Custom Hardware

Need a custom control system? The workhorse behind our success in the meek Raspberr Pi 0W. With an MSRP of $10 (though current shortages mean finding them can be a trick), these credit-card sized machines are just enough to run a checkin system, or control a sign, or similar single-purpose applications. Need a prototype gadget? The built in wireless and ready-to-use GPIO pins make most things easy. At the top of the product line is the Pi 4B 8GB, which has an MSRP of $100, and is about as powerful as a mid-rage phone (but with the same open source OS and GPIO pins as the Pi0). When they’re in stock, you can replace most office computers with one and devote less money, space, and maintenance to them than a conventional “tower PC”. At the other end of the spectrum sit the Arduino nano. These are not general purpose computers, but if tiny size and low cost are the goals, they’re an excellent prototype board.

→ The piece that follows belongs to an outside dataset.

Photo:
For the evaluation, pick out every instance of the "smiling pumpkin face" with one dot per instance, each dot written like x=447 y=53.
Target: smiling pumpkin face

Need something even more custom? We can design and oversee production of fully custom PCBs with low cost system-on-chips capable of video playback, acting as a file server, controlling a gadget, or most any other simple task, starting at about $2 per unit.

Custom Software

With over a decade of experience writing software, in more than a dozen programming languages, whatever your challenge, we can help. If you have an existing code base you need modified or maintained, odds are good it’s in one of the languages we use (see below). If you need something new, trust our expertise to pick the best language for the particular task.

Supported Languages

These are the languages we like using, and the sorts of purposes to which they are suited. If you need help with something not on this list, odds are good we either know it well enough, or know something similar enough that we can still use it, so feel free to ask.

Python

Need a language that’s fast enough to handle most projects, while fast to write, flexible to handle changing requirements, and clear enough for your in-house “IT guy” to maintain? Python is our first pick for most programs, because it makes solving difficult problems easy. Heard it’s slow? It is, but it’s usually fast enough, and once a project is mostly complete, speeding up the slow parts with another language is usually easy.

javascript / css / html

Want your code to display or run on a web browser? Javascript is the only game in town, it’s not really great at anything, but it’s also not the worst language out there. CSS and html give you a similarly not-great-not-terrible way to do it in a browser.

C/++

Need your code to run on a computer the size of your finger? Need to get every ounce of battery life or performance out of your system? C and C++ are the thinnest layer over the raw hardware you usually want.

PHP

Have a legacy code base, or need to use WordPress, NextCloud, or a similar all-in-one platform? They’re written in PHP, and so are plugins for them.

C# / Java

Need your code to “compile once, run anywhere”? C# and java have decent performance (better than Python, worse than C), are relatively easy to write (worse than Python, better than C), and compile to a intermediate language that can run just about anywhere.

Notable Mentions

These languages are ones I have used in the past, and sometimes still do, but which are not suitable for many modern projects. If you have a code base using them, it’s generally best to keep using them, but not start new projects in them.

Perl

Like PHP, but for system programming. You generally want the clarity of Python or the speed of C, leaving perl with no niche.

Bash

Bash is slow, it’s also messy. For simple “batch files” of 10 lines or less, it’s fine. Beyond that, move to Python.

Scheme / Common Lisp

For a handful of problems, a list-processor cannot be beaten. Unfortunately, the lack of standard-libraries for them means you write everything from scratch yourself, or implement your own mini-lisp when you need it.

Lua

Lua started as a configuration language, and it’s fine for that. It is lightweight, and easy to write, but heavier than C and not as easy to write as Python. With few exceptions, one of those is a better choice.